Ismail Haniyeh’s Assassination Sends a Message
If it’s received as intended, the Hamas leader’s death might actually deescalate regional tensions.
Early this morning, Iran’s Revolutionary Guard Corps announced that someone—no points for guessing who—had fired a projectile into the temporary bedroom of the Hamas political leader Ismail Haniyeh and killed him, along with an Iranian bodyguard. Haniyeh was in Tehran for the inauguration of Iran’s new president, Masoud Pezeshkian, and after the ceremony the two could be seen in a collegial, I-look-forward-to-working-with-you embrace. The tone of that ceremony was itself spoiled by the news that an apartment associated with one of Hezbollah’s senior leaders, Fuad Shukr, had been blown up, possibly with Shukr inside. He was, according to Israeli and U.S. sources, the official responsible for the killing of a dozen Druze children in the Golan Heights on Saturday and played a central role in the killing of 241 U.S. military personnel in Beirut in 1983.
The James Bond creator, Ian Fleming, famously wrote that once is happenstance, twice is coincidence, and three times is enemy action. I think in this case twice is sufficient to conclude that Israel was very busy in the past day or so, and that the fruits of its labor demonstrate a formidable ability to infiltrate its adversaries’ strongholds. Shukr was targeted not on a dirt road in southern Lebanon but in Beirut, an urban stronghold where Hezbollah chiefs feel relatively safe. They had declared that attacks in south Beirut would cross a red line.
Until a few hours ago, Hamas would have considered Tehran one of the safest places in the world for its leaders to show up in public, safe not only from boos and hisses but also from attempts on their lives. Israel has killed in Iran before, sometimes in ingenious and dramatic fashion. But its targets tend to be Iranians who have to go outside sooner or later. That Israel can kill even when the target is a prominent official, there on a brief visit—not long enough for Israel to surveil him and track his routines—suggests that the Israelis’ ability to operate in Tehran is very extensive indeed. The life-insurance premiums for senior Iranian and Hezbollah officials just spiked.
Since last weekend’s strike in the Golan, Israel’s neighbors have feared that it would finally set to work destroying Hezbollah, with the likely side effect of destroying Lebanon along with it. Israel seemed ready to do so. When I visited a couple of months ago, everyone from officials to ordinary people seemed to have reconciled themselves to war with Hezbollah, as preferable to letting Hezbollah dictate the terms of permanent bombardment of northern Israel. Israel’s actions in the past day have convinced some that such a war is under way, and that these are its opening gambits.

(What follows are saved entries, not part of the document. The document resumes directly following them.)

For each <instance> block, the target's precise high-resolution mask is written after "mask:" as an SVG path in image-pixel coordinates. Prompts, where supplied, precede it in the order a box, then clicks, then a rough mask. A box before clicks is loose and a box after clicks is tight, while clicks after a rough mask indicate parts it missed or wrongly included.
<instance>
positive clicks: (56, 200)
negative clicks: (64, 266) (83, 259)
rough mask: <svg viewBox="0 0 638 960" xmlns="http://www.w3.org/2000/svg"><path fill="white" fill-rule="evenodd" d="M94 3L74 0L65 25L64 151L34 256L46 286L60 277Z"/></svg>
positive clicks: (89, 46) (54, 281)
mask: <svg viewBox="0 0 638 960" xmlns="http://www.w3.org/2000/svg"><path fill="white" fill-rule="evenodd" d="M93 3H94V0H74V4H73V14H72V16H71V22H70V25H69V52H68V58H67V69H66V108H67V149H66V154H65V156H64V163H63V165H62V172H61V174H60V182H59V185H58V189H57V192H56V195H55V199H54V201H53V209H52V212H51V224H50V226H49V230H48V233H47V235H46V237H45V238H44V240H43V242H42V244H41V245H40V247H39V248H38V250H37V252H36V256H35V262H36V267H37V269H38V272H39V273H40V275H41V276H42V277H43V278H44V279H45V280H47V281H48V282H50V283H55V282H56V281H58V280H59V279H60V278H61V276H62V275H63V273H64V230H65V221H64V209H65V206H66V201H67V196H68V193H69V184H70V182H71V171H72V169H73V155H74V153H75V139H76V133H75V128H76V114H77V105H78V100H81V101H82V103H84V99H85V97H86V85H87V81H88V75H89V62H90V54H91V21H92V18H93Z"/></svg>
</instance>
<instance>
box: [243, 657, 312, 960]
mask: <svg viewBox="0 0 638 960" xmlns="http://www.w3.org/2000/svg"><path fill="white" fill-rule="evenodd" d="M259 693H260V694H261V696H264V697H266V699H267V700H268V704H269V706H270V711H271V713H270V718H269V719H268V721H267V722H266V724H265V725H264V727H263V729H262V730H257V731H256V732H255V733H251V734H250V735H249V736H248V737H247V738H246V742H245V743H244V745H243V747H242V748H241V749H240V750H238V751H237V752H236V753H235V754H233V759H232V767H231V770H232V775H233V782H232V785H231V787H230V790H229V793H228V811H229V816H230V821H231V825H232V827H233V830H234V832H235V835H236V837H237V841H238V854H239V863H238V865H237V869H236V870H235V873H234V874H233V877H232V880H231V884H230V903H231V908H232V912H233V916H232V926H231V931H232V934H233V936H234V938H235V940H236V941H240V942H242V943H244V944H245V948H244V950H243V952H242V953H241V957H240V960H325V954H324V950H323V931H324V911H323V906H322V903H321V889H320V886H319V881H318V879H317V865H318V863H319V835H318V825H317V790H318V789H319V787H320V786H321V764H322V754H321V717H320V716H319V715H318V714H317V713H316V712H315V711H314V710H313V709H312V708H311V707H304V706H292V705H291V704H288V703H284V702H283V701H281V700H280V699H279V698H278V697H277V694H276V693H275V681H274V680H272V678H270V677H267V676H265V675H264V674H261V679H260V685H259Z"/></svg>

I suspect the opposite is true. The twin assassination attempts on Shukr and Haniyeh should, if anything, be a relief. Israel has drawn blood in pinpoint strikes as an alternative to the wholesale attempted dismemberment of Hezbollah through ground invasion or all-out war. Coordinated assassinations send the message that Hezbollah’s leaders, and the leaders of other groups that depend on Iran’s funding and protection, remain alive only because Israel has not yet decided to kill them. That message would certainly make an impression on me, if I were dependent on Iran’s protection. I would be less inclined to escalate, and more inclined to declare this round of violence concluded. Iran is naturally mortified that it could not protect its vassal even in Tehran, and it will seek revenge. But it has tried to avoid all-out war for years. To start one now would be an extreme gamble, at a time when Israel has just given Iran reason to doubt that fortune favors it.
The likely effect of the death of Haniyeh on the war in Gaza is less than one might imagine. Haniyeh was a political leader, and over the course of 10 months he delivered almost nothing in the way of political compromise—nor could he, given that the war, like the October 7 attack itself, was prosecuted on the Hamas side not by him but by Yahya Sinwar, who does not want to negotiate. Naturally the assassination of Israel’s negotiating partner does not improve the prospects of striking a deal. But one would have to be naive to believe that Haniyeh was on the verge of delivering anything, or capable of doing so.
Israel is familiar with this dilemma: Sometimes the one who is willing to bargain with you is not the one who has the authority to make a deal. The stickiest version of this problem has always been Iran and its proxies. Israel can attack the Houthis and Hezbollah. But Iran is their backer, and to attack Iran really does risk taking war to a new level. It seems in this case that Israel found a middle way, by attacking an Iranian ally, on Iranian soil, in such a way as to prove to the other allies that Iran cannot protect them. It implies that the link between the backer and the backed might not be as reliable as either assumed. If that message is received as intended, Haniyeh’s assassination will have de-escalated regional tensions rather than ratcheted them up.